Starbucks, 8 am. We caffeinated ourselves with admittedly very un-local beans, and set out to the harvesting spot. Each of us armed with plastic bags and a pair of scissors, we walked about a one and a half-mile stretch. From vine to vine we filled our bags with mostly ripened, but a some green, grapes. (Most recipes say to use a mixture since the unripe ones have more pectin in them.) When finished, we each had about 1.5 to 2 quarts of bunches of mostly dark purple, pea-sized, surprisingly insect-free grapes. We could not of course stop ourselves from eating a few, although eating is not really the right word. You mostly suck the juice and spit out the relatively large seeds and tough skin.

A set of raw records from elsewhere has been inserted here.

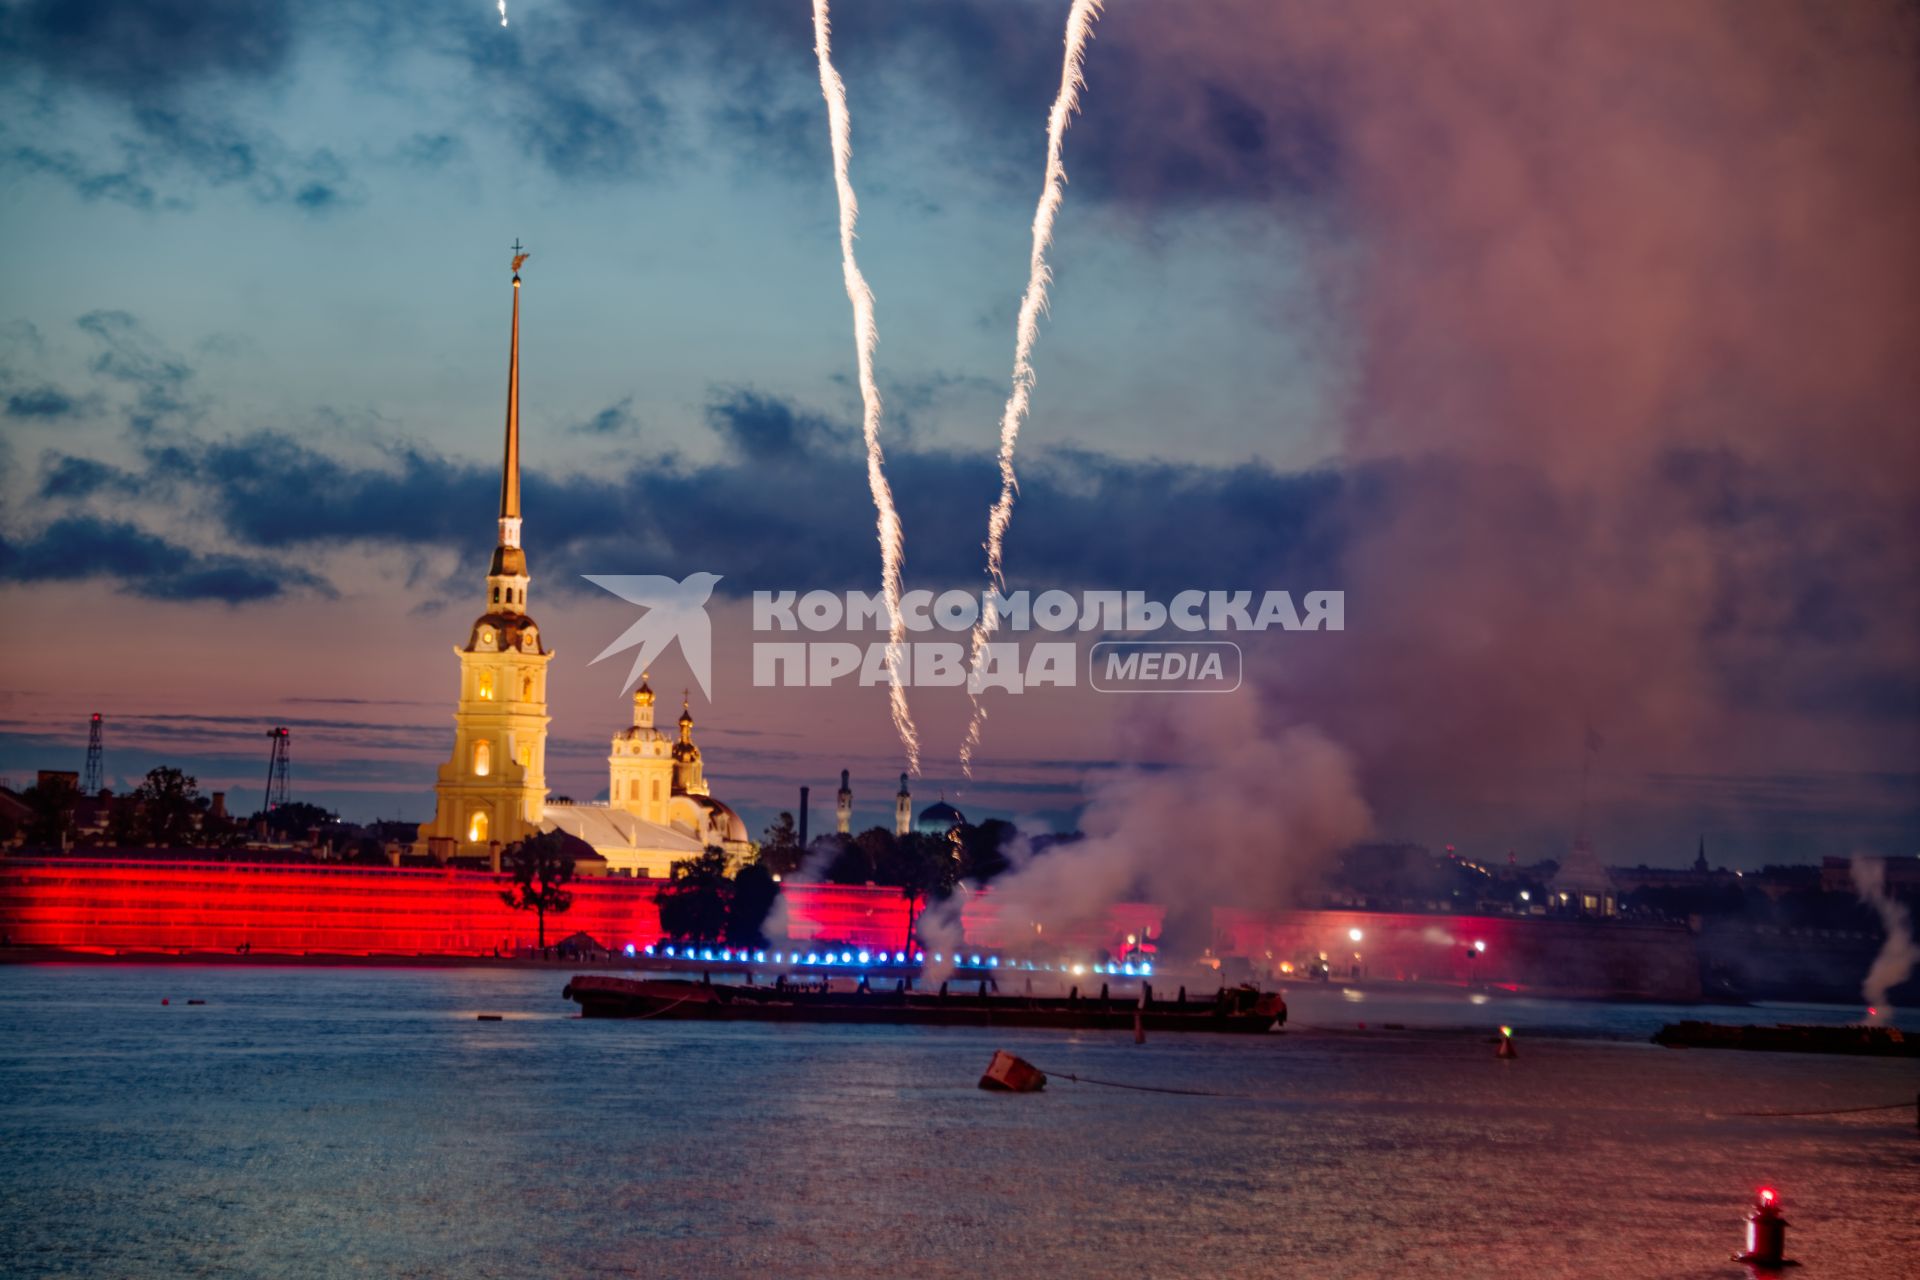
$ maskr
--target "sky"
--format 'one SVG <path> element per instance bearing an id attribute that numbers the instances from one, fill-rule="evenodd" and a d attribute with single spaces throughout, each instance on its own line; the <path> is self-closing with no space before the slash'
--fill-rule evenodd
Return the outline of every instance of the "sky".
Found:
<path id="1" fill-rule="evenodd" d="M 1067 7 L 834 7 L 909 587 L 982 581 Z M 1114 0 L 1009 580 L 1346 625 L 1236 637 L 1226 711 L 989 695 L 972 780 L 918 690 L 916 796 L 1064 828 L 1232 772 L 1187 794 L 1258 844 L 1305 735 L 1369 838 L 1920 852 L 1917 42 L 1869 0 Z M 111 785 L 251 808 L 284 724 L 299 798 L 431 816 L 517 239 L 554 789 L 628 716 L 583 575 L 711 572 L 715 794 L 757 833 L 810 785 L 818 830 L 846 768 L 888 820 L 884 692 L 751 678 L 752 591 L 879 577 L 806 5 L 19 0 L 0 101 L 0 773 L 98 711 Z"/>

When I got home, I put the grapes in a big pot of water to wash them, then I drained the water and put them back in the pot. The question now was whether to boil or not to boil...Gibbons says yes and Sam Thayer, a more recent foraging expert says no. I went with Euell (No offense Sam, but Euell has been a hero of mine for a long time.)
I put enough water in the pot to almost cover the grapes but not quite. I then used a plastic potato masher, being careful not to crush the seeds, and mashed the fruit until it seemed as though all of the juice that could be crushed out, was crushed out. I then put the fruit on a medium high flame for about 15 minutes, after which I drained it in a jelly bag. I read somewhere not to squeeze the bag, but I did anyway, since there was so much more juice in the fruit left over after I drained it. I threw away the pulp and the bowl of juice was covered and placed in the refrigerator for two days, in order to let the tartrates in the grapes sink to the bottom of the bowl. This substance is not wanted and will make the jelly gritty.

After two days in the fridge, I carefully poured the juice into a pot, making sure not to get any of the silt that had settled on the bottom in the juice. I then followed Euell's recipe, which calls for a cup of sugar per cup of juice. I dissolved the sugar in the juice and cooked it until it boiled, then I dissolved some pectin (Euell's recipe does not call for pectin, but I was afraid that this grape variety did not have enough in it to really make a jelly) in a little water and put that into the juice. Once it was boiling hard for about three minutes, I took it off the stove and poured it into a sterilized pickle jar and put the lid on. As soon as it was cool enough to touch, into the refrigerator it went. The next day, it had set; the flavor is much more intense than the stuff you buy. It has a tartness reminiscent of currants. Imagine a fruit growing everywhere, but no one but the birds enjoying it! It's well worth the time to notice these little purple berries. If you're into local food, what could be more local?


  1. Sounds like a great success! We've made blackberry jam from wild blackberries.